At this point, other matter arises when we think of these homosexual communication flows: how does it give legitimization to these matters in a larger public sphere scope? But is that equal to say that the information published in these specialized mass media doesn't overtake community's borders? The theater director Gerald Thomas suggests that who needs information about homosexuality are the heterosexuals. Then, who had to publish things on the homosexuality issue is Folha de S. Paulo and Jornal do Brasil [Brazilian newspapers] (Sui Generis, 1997:29:20). To Costa, the social actions would manage to insert in the public sphere a debate on the themes that are more significant to homosexuals through their public relations work, the public events they promote and broadcasting their own instruments (idem:8). In those communication forms, the character and the different functions that they occupy in the organizations dynamics would constitute, above all, instruments of internal formation of opinion and of legitimacy and recognition consolidation of associations close to their participants properties (idem:9, author's grieve).
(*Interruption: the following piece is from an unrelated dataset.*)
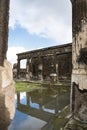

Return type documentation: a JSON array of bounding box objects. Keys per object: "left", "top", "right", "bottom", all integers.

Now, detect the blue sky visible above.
[{"left": 7, "top": 0, "right": 72, "bottom": 64}]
This legitimacy would be conquered in the homosexual environment and in life basic certainties, through the experience on an individual dimension and the production of meanings for the concrete particularities. This legitimacy, thus, would propitiate a lifestyle self-understanding, preferences and values of the homosexual, so as to make such understanding clearer and eventually incorporated by the society.
Here, it is necessary to stress the mass media role in the circulation of social heartfelt and the reflexive process that allows the perception of these heartfelt. According to Habermas (1995), the themes arisen in specific fields, such as science and biology -- and we could include the homosexuality --manage to penetrate other specialized systems, or even life around the world, through a common language: The common language allows this circulation of meanings between spheres and produces transformations, as loads of a system from the knowledge elaborated by each (Fernandes, 1999:6). To Rousiley Maia,
It is through the common language that the specialized speeches are, first and privately, appropriated. It is through communication interaction nets and circuits that distant influences, contradictory specialized speeches or transmitted symbolic products by the media gain meaning (Maia, 1999:8).
Therefore, common language found in the media the box of necessary resonance
for the debate circulation between public spheres. The media centralism, in
the pre-structuring of the public spheres, in the contemporary world, was
turned into a privileged place, where the several social actors fight for
visibility. It seems to us that the ``publicity principle'' was
progressively transformed in the complex societies of today, crossed by the
electronic mass media and, in particular, by the television. Now, we also
work with plural public space defined by the transformation rules and
restrictions in the mass media field and by a technique logic. The media
becomes the public sphere main institution that allows different actors to
argue themes and, when promoting the visibility to these matters, to enlarge
the debate and carry on these matters to the other public spheres. Thus, the
parade and the gay and lesbian movie festivals are marked by this attempt to
enter a larger mass media public space.